If you finally wake up and realize you need to protect your investment and cover the phone, the signal loss is truly a non-issue.
So you acknowledge there is or could be a potential design flaw with the iPhone 4, and yet you give Apple that pass I've been speaking of in the same sentence. This is entirely the wrong attitude to have.
It's not a non-issue, you're simply choosing to brush it aside and cover it up, literally, even in spite of so many people having this problem and more by the minute discovering they too are experiencing this wonderful new and highly innovative defect.
Why are you and so many others letting Apple get by with this, or planning to just let it slide right on by considering that so far the evidence is quite overwhelming considering (and as I posted a few pages back I've got my own firsthand proof and I live almost within tossing distance of a cell site)? I don't get how people can just say "Oh well, it's not perfect, who cares... I'll just cover it up and be done with it."
The "cover up" then becomes a perfectly formed double entendre and realistically it's just inexcusable defective by design.
Want proof that Apple knew about this and it's a defect in design and application? Go find me a "bump case" by anybody else so far... does anyone else make such a thing, basically a rubber or latex or whatever material "cover up" specifically for the part of the phone that is causing the issue itself? Anybody else out there making a "rubber band" that doesn't actually protect the phone's front or back in any way? I sure as hell haven't been able to find one, that's Apple only from what I can tell.
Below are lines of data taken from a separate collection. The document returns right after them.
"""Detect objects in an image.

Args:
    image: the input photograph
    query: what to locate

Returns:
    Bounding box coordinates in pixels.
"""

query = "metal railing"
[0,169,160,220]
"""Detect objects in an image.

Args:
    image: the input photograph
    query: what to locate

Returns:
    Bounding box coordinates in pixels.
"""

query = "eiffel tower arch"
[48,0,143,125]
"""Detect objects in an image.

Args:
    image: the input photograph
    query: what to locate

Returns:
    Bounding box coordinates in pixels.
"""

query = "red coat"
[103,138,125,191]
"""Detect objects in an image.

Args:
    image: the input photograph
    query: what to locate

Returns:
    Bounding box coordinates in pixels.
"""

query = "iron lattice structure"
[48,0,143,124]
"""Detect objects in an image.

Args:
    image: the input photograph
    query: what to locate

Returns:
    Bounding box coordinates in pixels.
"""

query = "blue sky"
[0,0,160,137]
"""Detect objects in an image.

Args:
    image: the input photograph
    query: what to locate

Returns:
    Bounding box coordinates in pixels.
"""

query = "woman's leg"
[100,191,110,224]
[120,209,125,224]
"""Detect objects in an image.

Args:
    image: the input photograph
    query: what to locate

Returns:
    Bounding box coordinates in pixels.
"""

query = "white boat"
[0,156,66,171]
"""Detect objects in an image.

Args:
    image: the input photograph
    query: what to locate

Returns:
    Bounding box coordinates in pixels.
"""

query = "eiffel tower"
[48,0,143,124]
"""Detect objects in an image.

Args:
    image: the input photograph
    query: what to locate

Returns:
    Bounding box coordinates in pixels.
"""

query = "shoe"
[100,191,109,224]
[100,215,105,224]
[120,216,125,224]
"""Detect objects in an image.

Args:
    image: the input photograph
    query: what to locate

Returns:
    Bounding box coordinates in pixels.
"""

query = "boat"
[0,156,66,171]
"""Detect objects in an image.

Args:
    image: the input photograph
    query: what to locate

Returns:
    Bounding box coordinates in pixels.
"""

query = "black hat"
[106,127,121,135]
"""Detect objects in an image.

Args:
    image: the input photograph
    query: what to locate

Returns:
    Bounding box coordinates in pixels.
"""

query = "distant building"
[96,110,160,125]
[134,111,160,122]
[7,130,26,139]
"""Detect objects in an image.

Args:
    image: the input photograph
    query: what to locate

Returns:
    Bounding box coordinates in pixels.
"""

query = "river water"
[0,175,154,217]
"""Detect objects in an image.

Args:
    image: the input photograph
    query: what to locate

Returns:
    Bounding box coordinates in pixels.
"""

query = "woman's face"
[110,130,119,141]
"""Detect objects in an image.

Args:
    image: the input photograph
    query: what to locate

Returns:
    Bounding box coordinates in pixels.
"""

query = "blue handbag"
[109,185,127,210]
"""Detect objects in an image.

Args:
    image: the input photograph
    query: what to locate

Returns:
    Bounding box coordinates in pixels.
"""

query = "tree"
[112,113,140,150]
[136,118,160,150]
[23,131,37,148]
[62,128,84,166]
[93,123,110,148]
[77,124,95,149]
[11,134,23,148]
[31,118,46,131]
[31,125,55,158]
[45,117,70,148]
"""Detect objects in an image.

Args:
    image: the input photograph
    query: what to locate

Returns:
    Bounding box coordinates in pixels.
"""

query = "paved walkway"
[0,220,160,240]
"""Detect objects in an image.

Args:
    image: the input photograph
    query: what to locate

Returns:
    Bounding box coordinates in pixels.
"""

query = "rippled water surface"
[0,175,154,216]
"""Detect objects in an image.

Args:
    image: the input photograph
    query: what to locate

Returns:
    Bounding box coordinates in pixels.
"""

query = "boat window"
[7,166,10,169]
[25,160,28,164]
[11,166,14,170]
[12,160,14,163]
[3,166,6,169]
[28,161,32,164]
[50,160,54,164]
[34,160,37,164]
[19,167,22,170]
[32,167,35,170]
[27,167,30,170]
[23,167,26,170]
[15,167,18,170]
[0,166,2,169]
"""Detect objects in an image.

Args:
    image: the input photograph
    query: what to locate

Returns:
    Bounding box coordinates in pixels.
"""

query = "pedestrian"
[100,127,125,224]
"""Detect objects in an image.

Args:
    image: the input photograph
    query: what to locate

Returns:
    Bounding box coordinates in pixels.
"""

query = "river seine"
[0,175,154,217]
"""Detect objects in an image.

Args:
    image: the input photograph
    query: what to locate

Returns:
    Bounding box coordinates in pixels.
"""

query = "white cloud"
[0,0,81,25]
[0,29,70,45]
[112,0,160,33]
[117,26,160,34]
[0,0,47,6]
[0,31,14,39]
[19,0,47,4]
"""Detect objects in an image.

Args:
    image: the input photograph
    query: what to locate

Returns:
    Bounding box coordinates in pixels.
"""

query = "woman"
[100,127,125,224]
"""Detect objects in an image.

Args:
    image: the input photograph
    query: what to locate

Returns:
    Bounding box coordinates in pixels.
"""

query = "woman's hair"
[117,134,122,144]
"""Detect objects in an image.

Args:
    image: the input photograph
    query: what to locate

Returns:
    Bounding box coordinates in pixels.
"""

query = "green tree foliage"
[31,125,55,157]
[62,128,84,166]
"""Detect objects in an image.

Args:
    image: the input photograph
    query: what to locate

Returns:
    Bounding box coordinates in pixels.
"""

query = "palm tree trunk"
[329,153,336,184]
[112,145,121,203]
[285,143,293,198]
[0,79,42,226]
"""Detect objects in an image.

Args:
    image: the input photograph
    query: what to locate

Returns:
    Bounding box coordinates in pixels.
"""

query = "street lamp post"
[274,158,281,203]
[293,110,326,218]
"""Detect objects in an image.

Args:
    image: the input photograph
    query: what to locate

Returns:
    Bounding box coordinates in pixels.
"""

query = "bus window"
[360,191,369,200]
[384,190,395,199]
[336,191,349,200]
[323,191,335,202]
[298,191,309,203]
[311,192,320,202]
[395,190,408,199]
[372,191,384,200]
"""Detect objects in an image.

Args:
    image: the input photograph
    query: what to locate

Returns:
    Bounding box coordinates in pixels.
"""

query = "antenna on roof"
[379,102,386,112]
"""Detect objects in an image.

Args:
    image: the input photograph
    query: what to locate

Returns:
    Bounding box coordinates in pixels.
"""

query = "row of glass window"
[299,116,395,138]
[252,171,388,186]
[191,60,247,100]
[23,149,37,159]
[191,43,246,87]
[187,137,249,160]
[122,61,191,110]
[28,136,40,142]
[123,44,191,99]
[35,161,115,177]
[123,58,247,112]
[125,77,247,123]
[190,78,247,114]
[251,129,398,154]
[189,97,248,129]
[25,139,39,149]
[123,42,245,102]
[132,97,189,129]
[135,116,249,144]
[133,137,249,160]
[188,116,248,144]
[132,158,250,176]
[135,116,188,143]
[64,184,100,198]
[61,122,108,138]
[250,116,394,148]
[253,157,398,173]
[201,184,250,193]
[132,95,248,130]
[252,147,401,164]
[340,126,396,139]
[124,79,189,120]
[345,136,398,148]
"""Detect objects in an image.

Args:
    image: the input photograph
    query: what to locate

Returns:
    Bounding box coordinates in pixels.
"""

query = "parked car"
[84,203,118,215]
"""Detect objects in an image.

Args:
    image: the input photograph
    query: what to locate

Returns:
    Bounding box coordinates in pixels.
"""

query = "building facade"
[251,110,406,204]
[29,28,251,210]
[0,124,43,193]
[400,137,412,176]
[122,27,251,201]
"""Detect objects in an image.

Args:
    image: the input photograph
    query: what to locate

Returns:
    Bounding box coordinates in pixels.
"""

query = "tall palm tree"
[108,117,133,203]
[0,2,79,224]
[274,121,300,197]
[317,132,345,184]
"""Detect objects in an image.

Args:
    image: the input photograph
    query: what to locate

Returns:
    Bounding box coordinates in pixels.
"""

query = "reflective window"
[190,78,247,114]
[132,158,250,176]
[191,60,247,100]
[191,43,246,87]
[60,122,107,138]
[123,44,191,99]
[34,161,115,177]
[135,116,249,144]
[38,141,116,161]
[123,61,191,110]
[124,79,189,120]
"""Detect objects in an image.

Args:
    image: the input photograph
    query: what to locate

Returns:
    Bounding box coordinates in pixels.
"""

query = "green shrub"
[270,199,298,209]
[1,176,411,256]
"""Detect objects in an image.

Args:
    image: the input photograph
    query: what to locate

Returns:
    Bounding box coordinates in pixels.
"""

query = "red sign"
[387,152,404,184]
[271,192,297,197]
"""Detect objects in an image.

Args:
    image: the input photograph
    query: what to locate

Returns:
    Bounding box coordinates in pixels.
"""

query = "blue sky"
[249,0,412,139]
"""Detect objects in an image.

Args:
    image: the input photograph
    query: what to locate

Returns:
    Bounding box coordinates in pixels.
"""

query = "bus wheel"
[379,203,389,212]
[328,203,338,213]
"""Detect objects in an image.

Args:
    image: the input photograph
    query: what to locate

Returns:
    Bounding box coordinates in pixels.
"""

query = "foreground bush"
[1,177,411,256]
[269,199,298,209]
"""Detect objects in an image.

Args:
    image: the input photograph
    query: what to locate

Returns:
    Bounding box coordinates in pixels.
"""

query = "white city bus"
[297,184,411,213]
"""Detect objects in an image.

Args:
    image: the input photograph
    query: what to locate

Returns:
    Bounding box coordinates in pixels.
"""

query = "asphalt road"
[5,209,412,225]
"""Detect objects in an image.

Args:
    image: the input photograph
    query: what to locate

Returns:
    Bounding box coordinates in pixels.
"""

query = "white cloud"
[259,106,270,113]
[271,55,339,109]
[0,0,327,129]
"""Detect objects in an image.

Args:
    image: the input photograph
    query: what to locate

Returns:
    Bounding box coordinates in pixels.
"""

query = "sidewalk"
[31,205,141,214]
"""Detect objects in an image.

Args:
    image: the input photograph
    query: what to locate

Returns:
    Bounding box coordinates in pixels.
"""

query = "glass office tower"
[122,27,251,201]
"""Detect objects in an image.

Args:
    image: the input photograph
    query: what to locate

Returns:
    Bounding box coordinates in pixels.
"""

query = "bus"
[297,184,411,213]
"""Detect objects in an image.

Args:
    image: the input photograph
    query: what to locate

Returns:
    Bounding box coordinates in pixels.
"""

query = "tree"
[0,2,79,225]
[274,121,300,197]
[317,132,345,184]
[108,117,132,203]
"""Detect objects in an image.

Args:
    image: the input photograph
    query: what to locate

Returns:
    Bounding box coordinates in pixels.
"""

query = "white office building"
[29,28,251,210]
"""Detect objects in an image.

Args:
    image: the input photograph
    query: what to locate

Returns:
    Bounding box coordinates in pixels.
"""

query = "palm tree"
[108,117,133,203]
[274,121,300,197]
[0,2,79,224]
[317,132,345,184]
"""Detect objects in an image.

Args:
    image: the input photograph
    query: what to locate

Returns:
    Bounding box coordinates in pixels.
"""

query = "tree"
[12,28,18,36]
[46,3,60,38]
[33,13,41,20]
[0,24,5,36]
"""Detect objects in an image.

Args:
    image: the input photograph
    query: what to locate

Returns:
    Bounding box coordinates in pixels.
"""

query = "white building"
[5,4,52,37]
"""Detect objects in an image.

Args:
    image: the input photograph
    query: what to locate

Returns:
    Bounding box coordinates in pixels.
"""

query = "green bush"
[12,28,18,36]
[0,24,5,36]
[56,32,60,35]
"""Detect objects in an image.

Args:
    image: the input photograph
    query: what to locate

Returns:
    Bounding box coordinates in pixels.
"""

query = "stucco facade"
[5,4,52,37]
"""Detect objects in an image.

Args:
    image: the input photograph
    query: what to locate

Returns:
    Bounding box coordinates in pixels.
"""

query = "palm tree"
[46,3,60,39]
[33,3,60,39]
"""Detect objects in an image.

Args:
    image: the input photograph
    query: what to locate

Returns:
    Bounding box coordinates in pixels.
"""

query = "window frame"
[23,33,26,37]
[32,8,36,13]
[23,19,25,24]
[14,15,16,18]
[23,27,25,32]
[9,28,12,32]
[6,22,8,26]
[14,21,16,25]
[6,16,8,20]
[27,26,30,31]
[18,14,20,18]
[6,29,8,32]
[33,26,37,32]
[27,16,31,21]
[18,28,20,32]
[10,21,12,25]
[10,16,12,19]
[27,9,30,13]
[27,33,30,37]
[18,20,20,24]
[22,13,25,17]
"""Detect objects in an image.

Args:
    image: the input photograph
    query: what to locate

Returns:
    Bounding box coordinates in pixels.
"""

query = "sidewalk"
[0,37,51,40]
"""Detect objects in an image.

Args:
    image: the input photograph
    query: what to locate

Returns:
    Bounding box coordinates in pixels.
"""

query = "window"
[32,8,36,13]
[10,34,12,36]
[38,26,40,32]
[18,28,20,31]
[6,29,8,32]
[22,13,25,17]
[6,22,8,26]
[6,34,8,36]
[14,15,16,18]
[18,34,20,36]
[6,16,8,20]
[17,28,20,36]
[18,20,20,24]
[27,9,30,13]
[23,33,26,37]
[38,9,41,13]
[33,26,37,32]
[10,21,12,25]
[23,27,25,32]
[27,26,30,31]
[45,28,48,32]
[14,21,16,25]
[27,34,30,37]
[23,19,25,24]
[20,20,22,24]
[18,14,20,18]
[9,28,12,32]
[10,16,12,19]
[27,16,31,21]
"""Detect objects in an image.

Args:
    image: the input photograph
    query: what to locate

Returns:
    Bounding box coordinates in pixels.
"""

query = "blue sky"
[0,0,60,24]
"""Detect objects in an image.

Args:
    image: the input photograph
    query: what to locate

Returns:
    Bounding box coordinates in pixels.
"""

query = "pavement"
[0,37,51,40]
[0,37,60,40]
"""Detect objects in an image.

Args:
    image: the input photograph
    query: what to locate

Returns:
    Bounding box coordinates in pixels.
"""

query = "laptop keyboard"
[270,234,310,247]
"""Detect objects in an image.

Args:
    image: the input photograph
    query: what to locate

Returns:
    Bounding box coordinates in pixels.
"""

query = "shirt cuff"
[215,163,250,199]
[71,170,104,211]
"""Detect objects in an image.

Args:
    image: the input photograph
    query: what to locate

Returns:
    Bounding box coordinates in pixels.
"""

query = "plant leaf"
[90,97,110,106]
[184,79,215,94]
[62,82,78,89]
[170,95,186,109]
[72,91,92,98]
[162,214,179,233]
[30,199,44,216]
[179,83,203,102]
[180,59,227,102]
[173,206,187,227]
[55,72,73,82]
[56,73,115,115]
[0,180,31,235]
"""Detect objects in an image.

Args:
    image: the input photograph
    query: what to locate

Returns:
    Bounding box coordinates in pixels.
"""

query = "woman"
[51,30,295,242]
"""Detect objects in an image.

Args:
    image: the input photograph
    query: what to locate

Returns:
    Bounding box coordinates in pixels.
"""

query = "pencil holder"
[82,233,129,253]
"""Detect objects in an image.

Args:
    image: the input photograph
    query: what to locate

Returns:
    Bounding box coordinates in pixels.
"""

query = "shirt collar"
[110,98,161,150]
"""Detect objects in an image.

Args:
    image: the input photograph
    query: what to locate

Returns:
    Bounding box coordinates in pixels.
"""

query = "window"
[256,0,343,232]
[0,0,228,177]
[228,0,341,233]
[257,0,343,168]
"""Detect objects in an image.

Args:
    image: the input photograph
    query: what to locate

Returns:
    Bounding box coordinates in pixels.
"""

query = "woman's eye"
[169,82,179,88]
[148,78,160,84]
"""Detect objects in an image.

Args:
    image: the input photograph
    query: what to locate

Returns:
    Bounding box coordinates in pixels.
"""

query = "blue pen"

It's a hardware issue, it's not software, and it sure as hell doesn't have anything to do with the carrier either. Seriously, the only purpose for the "bump case" is to stop the skin-on-metal contact - it does nothing else for the iPhone 4 at all and only serves to address that one now-very-well-known defect.
"It's the phone, stupid..." should now be the rally cry for those of us are experiencing this problem on this grand innovative mistake. Leave it to Apple to discover entirely new ways of doing nothing new at all and selling it precisely as new to those that don't quite get it.
Disclaimer: while I have an iPhone 4 as noted in previous posts, I didn't pay for it out of pocket - it was purchased for me as a gift but, that's not going to stop me from returning it.